7. The weight distribution system (102) as claimed in claim 6, wherein the release mechanism (210) comprises two prongs (212), and wherein the two prongs (212) are formed flexible to move towards each other or away from each other.
8. The weight distribution system (102) as claimed in claim 7, wherein the first housing (104) comprises a second channel (208) and an opening (204), wherein the second channel (208) extends from the opening (204) to a closed end of the first housing (104), wherein the load bearing rod (108) passes through the opening (204) into the second channel (208) for housing the load bearing rod (108) in the first housing (104), and wherein each prong (212) of the two prongs (212) comprises a plurality of notches (214) facing the second channel (208).
9. The weight distribution system (102) as claimed in claim 8, wherein the second channel (208) of the first housing (104) comprises a plurality of grooves (216), and wherein each notch (214) of the plurality of notches (214) of the prongs (212) rest in a respective groove (216) of the plurality of grooves (216) to lock the load bearing rod (108) in the first housing (104).
10. The weight distribution system (102) as claimed in claim 6, wherein the
movable rod (110) with the release mechanism (210) and the grip holder (124)
comprises a single piece configuration.

11. The weight distribution system (102) as claimed in claim 6, wherein the load bearing rod (108) comprises rod holders (218-1, 218-2) to grip and hold the movable rod (110) in the first channel (206) of the load bearing rod (108).

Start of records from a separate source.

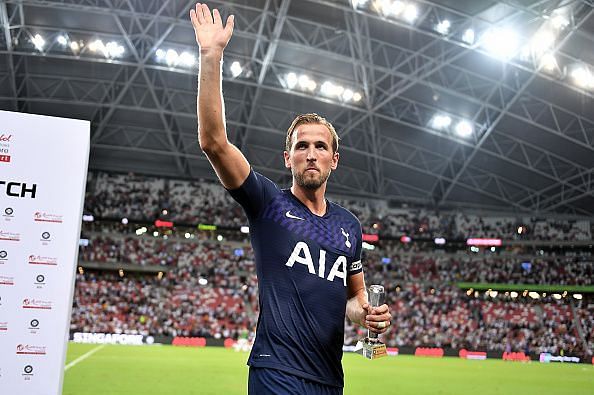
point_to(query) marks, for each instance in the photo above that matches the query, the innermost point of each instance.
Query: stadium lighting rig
(329, 89)
(501, 42)
(463, 128)
(404, 10)
(110, 49)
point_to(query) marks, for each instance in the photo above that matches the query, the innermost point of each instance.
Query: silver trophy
(371, 347)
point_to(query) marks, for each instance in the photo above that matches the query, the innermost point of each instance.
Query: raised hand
(210, 33)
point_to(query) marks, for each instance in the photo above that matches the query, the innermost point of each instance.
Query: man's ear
(335, 158)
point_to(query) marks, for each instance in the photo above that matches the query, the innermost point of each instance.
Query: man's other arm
(231, 166)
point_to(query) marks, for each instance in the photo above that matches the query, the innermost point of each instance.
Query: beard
(308, 182)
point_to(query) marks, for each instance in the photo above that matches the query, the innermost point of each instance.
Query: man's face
(311, 158)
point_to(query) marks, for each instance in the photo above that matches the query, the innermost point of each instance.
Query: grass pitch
(148, 370)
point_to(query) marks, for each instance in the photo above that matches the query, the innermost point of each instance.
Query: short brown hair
(311, 118)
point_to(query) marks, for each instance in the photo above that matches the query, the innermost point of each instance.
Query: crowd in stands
(428, 310)
(208, 287)
(191, 202)
(404, 267)
(448, 317)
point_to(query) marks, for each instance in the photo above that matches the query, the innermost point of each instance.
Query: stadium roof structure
(436, 102)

12. The weight distribution system (102) as claimed in claim 8,
wherein the load bearing rod (108) comprises a first set of notches (220) and a second set of notches (222);
wherein the first set of notches (220) comprises two wedge-shaped notches, each wedge-shaped notch of the two wedge-shaped notches is disposed on a side of the respective prong (212) facing the second channel (208);
wherein the second set of notches (222) is positioned close to a junction of the prongs (212); and
wherein the first set of notches (220) and the second set of notches (222) are to move the prongs (212) toward each other.

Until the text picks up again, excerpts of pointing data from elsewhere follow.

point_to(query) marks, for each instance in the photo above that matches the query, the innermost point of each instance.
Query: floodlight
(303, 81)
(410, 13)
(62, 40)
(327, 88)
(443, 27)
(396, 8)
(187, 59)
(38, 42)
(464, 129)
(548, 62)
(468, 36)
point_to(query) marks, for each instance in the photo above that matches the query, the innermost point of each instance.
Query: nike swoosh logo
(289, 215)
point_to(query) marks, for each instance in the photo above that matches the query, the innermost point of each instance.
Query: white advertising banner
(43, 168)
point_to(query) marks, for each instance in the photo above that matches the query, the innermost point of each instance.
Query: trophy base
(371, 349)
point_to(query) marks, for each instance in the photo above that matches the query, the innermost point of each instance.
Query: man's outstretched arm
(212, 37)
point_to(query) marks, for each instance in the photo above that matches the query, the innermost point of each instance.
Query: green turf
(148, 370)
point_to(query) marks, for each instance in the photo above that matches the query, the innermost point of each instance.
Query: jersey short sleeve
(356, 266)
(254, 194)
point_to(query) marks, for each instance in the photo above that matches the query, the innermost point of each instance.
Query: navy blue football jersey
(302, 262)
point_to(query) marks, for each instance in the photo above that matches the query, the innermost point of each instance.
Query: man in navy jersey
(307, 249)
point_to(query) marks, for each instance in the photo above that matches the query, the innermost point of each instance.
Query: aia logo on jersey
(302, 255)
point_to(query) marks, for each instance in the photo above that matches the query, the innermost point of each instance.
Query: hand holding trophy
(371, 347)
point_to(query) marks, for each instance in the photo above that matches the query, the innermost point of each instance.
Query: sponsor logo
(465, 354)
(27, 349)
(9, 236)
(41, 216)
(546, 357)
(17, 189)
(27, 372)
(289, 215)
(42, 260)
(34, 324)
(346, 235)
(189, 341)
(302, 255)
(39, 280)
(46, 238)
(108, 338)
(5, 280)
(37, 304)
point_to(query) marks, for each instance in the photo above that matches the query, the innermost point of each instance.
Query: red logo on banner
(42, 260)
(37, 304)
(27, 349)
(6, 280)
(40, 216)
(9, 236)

13. The weight distribution system (102) as claimed in claim 8, wherein the load
bearing rod (108) comprises a guiding element (224) to guide the prongs (212)
when moved.
14. The weight distribution system (102) as claimed in claim 1, wherein the
second housing (106) comprises a hole (804) for draining out fluids from the
second housing (106).
15. The weight distribution system (102) as claimed in claim 14,
wherein the second housing (106) comprises at least one insert (902, 904, 906) having a shape of an inner shape profile of the second housing (106);
wherein the at least one insert (902, 904 906) is placed inside the second housing (106) to raise a base level of the second housing (106); and

wherein the at least one insert (902, 904 906) comprises a hole that aligns with the hole (804) of the second housing (106) when the insert (902, 904, 906) is placed in the second housing (106).
16. The weight distribution system (102) as claimed in claim 1, wherein the second housing (106) comprises an outer surface of a W-shaped profile.
17. The weight distribution system (102) as claimed in claim 9, wherein the release mechanism (210) is a wedge-shaped release mechanism, wherein each groove (216) of the plurality of grooves (216) is wedge-shaped, and wherein each notch (214) of the plurality of notches (214) is wedge-shaped.
18. A wearable object (100) comprising a weight distribution system (102) as claimed in one of the claims 1-17.